Die Kampagne der AfD geht freilich über Kritik deutlich hinaus; ihr erklärtes Ziel ist es, den Verein auszuschalten. Man wolle darauf hinwirken, dass ihm die Gemeinnützigkeit aberkannt werde, sagte Fraktionschef Oliver Kirchner im August. Er warf »Miteinander« unter anderem Verschwendung und Missbrauch von Fördermitteln, »fehlende Abgrenzung vom Linksextremismus« und Verstöße gegen das Neutralitätsgebot vor. Zuvor hatte die AfD den Verein mittels einer 236 Punkte umfassenden Großen Anfrage an die Regierung durchleuchtet.
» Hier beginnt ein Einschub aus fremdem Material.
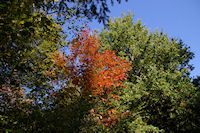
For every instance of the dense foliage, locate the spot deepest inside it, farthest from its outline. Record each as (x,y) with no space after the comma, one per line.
(126,79)
(159,89)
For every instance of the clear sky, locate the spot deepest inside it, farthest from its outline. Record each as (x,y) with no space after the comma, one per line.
(177,18)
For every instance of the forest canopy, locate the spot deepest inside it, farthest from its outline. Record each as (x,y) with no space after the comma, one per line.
(123,79)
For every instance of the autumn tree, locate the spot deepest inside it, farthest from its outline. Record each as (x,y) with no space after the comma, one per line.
(30,33)
(93,75)
(158,89)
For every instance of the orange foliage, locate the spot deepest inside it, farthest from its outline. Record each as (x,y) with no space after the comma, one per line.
(98,74)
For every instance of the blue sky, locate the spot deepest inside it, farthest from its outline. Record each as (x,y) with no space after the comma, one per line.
(177,18)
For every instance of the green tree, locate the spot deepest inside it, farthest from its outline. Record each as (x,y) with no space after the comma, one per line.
(159,88)
(30,33)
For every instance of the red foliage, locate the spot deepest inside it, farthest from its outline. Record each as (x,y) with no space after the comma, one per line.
(98,74)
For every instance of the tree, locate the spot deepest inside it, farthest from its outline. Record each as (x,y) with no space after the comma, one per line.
(29,36)
(93,76)
(158,89)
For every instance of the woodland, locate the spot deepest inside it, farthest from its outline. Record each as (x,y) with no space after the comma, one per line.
(57,75)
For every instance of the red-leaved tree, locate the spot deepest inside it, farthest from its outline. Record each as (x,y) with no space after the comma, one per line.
(97,75)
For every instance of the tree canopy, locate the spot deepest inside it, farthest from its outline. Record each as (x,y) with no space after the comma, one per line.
(123,79)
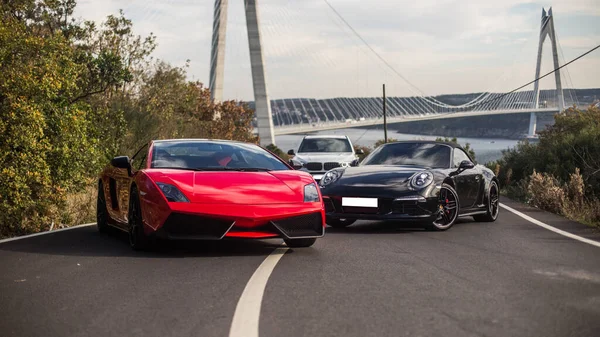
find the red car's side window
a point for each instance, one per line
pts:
(138, 161)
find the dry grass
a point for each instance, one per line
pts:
(547, 193)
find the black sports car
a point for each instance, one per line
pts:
(423, 181)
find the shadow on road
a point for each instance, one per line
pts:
(88, 242)
(387, 227)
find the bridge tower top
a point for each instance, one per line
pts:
(259, 82)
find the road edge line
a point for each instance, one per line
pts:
(46, 232)
(247, 312)
(550, 228)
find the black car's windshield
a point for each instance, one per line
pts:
(415, 154)
(325, 145)
(213, 156)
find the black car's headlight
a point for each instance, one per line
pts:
(422, 179)
(310, 193)
(172, 193)
(330, 177)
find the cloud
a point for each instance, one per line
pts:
(442, 46)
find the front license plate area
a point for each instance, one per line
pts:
(360, 202)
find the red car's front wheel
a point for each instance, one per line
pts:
(138, 240)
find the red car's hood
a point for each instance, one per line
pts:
(249, 188)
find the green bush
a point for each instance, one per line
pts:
(73, 95)
(561, 172)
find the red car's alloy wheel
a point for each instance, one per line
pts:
(137, 238)
(101, 214)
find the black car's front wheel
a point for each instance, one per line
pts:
(299, 243)
(340, 223)
(447, 209)
(493, 205)
(138, 240)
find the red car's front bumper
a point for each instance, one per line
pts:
(218, 221)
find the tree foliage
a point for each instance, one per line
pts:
(572, 143)
(73, 94)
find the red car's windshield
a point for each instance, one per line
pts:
(213, 155)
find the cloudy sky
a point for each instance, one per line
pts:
(440, 46)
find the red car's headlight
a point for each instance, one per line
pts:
(310, 193)
(172, 193)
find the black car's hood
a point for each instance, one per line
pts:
(377, 175)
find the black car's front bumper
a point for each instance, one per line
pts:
(407, 208)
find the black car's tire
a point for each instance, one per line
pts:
(299, 243)
(448, 208)
(493, 205)
(138, 240)
(340, 223)
(101, 212)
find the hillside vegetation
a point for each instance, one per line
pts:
(560, 173)
(73, 94)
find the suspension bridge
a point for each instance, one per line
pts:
(301, 115)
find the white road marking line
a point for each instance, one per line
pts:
(46, 232)
(247, 312)
(550, 228)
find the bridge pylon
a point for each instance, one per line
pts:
(546, 31)
(259, 81)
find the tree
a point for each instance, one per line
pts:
(45, 146)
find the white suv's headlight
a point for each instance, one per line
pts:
(311, 194)
(422, 179)
(330, 177)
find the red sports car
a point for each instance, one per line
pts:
(208, 190)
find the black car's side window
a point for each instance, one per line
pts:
(459, 157)
(139, 159)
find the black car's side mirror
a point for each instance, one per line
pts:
(296, 165)
(466, 165)
(122, 162)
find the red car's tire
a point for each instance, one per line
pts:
(101, 213)
(299, 243)
(138, 240)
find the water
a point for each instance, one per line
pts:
(486, 149)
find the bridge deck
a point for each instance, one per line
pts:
(304, 128)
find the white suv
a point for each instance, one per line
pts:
(319, 154)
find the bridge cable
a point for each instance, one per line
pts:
(543, 76)
(429, 99)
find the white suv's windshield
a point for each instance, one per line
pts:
(325, 145)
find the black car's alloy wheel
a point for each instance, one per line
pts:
(493, 205)
(447, 212)
(101, 214)
(340, 223)
(138, 240)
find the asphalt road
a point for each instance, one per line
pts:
(509, 278)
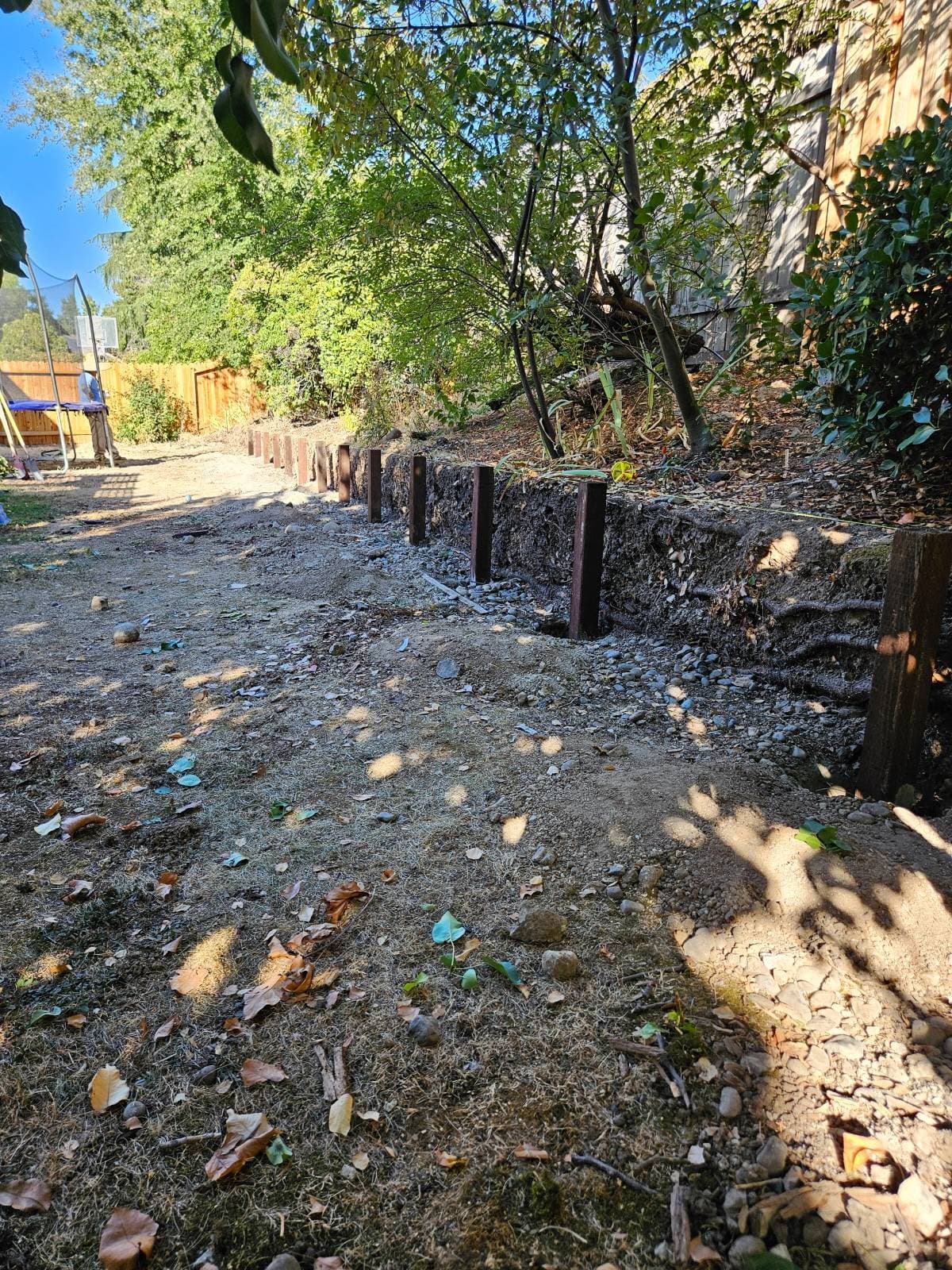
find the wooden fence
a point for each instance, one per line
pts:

Kirchner hatte auch gefordert, die Förderung des Ver- eins im Landesetat »vollständig zu streichen«.
Zumindest mit diesem Ansinnen ist die AfD gescheitert. Die Landesregierung verständigte sich kürzlich sogar auf eine Erhöhung der Fördergelder für »Miteinander«. 2019 soll der Verein 208 900 Euro Grundförderung bekommen, 5900 Euro mehr als in diesem Jahr. Dem gingen allerdings einige Querelen in der Koalition aus CDU, SPD und Grünen voraus. Sven Schulze, Generalsekretär der CDU, hatte die Auflösung des Vereins gefordert und angeregt, ihn neu zu gründen mit dem Ziel, »gegen Links- und Rechtsextremismus gleichermaßen zu agieren«. SPD und Grüne hatten sich dagegen klar zum Verein in seiner jetzigen Ausrichtung bekannt. Dieser war 1999 nach dem Einzug der rechtsextremen DVU in den Landtag gegründet worden und widmet sich laut Satzung der »Bekämpfung der Ausbreitung des Rechtsextremismus«. Dabei rückte zuletzt auch die AfD in den Blickpunkt, die sich in Sachsen-Anhalt nach Einschätzung des Vereins zur »völkisch-nationalen Partei« radikalisiert hat.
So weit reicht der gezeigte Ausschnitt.